Возмездье стратега или в когтях у ведьмы. 53 глава

                53

     «Значит, македонянин все-таки откликнулся на призыв коринфских изгнанников – прислал войско. Расчет был верный – он не мог не прислать», – понял Пифодор и не ошибся: македонский царь Антигон Второй Гонат действительно прислал под стены Коринфа своих воинов.
     Этому предшествовали вот какие события. Македония стремилась вернуть некогда завоеванные, а затем потерянные за границей  свои владения, и прежде всего, в Греции. Греческие полисы, как это уже неоднократно бывало в прошлом, не все объединились для отражения внешней агрессии.

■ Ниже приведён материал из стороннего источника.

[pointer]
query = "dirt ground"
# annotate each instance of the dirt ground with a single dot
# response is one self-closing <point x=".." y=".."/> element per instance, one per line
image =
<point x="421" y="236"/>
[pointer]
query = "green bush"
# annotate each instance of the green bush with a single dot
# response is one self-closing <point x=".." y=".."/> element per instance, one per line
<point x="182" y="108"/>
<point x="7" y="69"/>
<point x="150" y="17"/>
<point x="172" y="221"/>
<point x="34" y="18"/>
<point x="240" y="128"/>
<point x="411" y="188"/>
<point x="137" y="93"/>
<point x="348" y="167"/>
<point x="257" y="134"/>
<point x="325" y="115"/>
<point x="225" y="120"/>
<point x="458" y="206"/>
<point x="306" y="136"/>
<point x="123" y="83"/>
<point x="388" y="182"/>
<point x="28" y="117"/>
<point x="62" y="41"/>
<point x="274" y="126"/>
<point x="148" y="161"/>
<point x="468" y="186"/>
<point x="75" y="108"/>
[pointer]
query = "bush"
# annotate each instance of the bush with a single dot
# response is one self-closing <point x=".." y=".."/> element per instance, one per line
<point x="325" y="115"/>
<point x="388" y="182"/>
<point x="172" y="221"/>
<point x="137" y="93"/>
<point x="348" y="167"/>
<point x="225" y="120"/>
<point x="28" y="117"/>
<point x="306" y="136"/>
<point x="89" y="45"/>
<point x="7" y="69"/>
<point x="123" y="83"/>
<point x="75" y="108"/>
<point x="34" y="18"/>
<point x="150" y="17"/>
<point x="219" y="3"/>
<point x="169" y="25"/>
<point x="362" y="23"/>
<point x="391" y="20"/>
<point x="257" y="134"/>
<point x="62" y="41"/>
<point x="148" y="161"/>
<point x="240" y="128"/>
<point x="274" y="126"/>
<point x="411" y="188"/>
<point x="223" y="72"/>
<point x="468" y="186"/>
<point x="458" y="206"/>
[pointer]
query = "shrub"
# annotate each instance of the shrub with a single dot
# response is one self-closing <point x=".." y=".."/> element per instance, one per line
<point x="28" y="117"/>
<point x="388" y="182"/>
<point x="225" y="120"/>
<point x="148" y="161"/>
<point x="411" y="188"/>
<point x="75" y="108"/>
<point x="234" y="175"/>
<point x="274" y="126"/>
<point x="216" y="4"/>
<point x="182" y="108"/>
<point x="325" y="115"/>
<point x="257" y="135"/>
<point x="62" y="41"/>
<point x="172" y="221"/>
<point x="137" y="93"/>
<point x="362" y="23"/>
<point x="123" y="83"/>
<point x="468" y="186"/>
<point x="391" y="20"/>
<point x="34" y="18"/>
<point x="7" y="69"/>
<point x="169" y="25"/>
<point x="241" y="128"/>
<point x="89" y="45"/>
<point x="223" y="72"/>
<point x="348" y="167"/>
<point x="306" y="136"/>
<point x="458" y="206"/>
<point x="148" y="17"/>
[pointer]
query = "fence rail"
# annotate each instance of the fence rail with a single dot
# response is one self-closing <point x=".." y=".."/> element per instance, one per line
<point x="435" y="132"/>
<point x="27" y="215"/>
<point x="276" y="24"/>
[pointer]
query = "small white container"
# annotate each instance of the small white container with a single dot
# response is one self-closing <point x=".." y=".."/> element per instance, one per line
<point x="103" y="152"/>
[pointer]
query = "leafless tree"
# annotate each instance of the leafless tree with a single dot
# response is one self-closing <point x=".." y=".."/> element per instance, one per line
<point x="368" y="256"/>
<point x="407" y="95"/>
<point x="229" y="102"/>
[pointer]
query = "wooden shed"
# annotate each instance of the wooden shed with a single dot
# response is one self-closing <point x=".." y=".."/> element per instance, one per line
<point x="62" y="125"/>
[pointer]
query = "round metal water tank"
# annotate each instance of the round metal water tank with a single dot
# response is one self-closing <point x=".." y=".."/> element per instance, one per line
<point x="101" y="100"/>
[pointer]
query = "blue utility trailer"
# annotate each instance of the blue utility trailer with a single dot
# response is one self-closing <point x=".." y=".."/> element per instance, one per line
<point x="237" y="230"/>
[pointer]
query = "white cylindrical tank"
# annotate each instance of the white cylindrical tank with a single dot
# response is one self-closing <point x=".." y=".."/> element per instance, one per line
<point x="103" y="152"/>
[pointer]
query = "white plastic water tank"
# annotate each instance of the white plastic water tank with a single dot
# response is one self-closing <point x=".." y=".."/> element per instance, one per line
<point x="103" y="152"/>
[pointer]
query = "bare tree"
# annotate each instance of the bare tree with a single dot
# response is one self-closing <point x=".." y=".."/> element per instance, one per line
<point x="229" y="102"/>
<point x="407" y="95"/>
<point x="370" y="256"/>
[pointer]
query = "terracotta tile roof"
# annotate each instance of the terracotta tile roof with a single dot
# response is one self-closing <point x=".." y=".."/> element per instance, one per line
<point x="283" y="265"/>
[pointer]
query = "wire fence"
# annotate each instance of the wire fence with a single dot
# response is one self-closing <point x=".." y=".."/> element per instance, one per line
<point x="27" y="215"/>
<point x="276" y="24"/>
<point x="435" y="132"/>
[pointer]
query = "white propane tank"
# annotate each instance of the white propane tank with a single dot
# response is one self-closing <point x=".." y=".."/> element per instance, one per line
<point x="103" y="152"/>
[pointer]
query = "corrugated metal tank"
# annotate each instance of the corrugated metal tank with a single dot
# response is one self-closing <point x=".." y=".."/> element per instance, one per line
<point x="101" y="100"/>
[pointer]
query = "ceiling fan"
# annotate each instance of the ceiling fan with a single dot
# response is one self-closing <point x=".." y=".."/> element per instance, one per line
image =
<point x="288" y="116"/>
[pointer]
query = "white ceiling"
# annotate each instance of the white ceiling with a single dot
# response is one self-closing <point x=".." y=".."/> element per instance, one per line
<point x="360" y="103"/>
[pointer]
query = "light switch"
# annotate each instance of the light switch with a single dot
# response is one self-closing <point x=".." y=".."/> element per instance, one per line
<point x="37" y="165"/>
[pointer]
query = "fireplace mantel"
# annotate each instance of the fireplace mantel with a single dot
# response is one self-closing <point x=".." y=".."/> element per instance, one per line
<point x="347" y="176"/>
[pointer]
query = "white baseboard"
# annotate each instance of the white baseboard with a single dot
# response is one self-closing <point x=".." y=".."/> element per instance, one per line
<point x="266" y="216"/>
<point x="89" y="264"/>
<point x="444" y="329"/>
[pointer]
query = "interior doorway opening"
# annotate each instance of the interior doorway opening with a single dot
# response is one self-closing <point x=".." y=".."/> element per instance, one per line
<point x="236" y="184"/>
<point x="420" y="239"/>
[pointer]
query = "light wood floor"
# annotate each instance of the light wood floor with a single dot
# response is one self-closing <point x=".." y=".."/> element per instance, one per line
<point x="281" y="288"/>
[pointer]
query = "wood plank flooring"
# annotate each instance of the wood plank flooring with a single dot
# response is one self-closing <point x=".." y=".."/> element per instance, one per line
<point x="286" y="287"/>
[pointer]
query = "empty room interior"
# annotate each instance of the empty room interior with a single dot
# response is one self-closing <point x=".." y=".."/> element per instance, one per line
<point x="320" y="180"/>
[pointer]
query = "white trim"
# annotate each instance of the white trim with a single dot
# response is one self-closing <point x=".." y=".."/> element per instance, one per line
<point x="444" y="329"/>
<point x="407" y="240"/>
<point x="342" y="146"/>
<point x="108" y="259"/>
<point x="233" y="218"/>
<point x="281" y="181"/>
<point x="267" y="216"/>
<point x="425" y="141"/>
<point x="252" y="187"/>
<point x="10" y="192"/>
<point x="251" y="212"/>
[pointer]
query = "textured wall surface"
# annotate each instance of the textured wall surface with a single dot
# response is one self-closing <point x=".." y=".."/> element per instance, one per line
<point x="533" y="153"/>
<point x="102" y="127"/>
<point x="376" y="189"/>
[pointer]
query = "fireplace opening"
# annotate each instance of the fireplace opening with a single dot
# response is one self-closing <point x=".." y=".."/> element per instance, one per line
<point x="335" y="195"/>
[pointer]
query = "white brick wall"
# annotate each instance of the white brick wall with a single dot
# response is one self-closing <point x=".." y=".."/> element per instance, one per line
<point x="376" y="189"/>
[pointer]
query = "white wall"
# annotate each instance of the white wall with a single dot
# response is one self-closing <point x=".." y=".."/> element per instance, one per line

Небольшая коалиция городов-государств, истощенных бесчисленными кровавыми и опустошительными усобицами, не смогла дать отпор обладающей высокой боеспособностью армии Антигона Гоната. Ему удалось восстановить власть Македонии в некоторых материковых областях Греции.
     Когда боевой отряд коринфских изгнанников захватил Акрокоринф, македоняне осаждали Афины. Организаторы и участники этого дерзкого захвата более всего и рассчитывали на близость Антигона и его армии. Тот, однако, поначалу отказался оказать им помощь, считая их затею слишком невыполнимой и не желая зря терять воинов. Когда же получил сообщение, что они все-таки смогли взять Акрокоринф, то чрезвычайно обрадовался и, конечно, сразу решил поддержать их.
     Но послать войско, достаточное для разгрома пусть и малочисленной армии Коринфа, а тем более для осады этого довольно обширного города, с его Длинными стенами и тремя большими портами, он не мог: много воинов требовалось для осады еще более крупных Афин, имеющих тоже и Длинные стены, и  большие гавани. Антигон находит решение, позволяющее и подготовить условия для будущей осады Коринфа, и в тоже время укрепить дух новых защитников его акрополя, а также показать другим державам эллинистического мира, что Македония не собирается отказываться от своих притязаний на эту знаменитую, столь влекущую к себе многих завоевателей крепость. Он посылает к Коринфу тысячу кавалеристов с заданием уничтожить те запасы собранного урожая, которые сельские жители  при приближении неприятеля не успеют забрать с собой в город, и которые, в противном случае, переправленные туда, позволят осажденным дольше выдерживать блокаду. Появление в окрестностях Коринфа большого македонского отряда, подготовка благоприятных условий для  предстоящей осады, о чем будет свидетельствовать дым сжигаемого зерна в хуторах, убедят боевиков коринфских изгнанников в серьезном намерении Антигона оказать им помощь. Осуществление этого набега упрощало то, что лежащая между Аттикой и Коринфикой Мегарида уже находилась под властью македонян, а, значит, не могла воспрепятствовать продвижению их отряда по своей территории.
     Антигон не знал, что когда получил известие о захвате Акрокоринфа и когда отправлял в набег коваллерию, коринфяне уже вернули свой акрополь.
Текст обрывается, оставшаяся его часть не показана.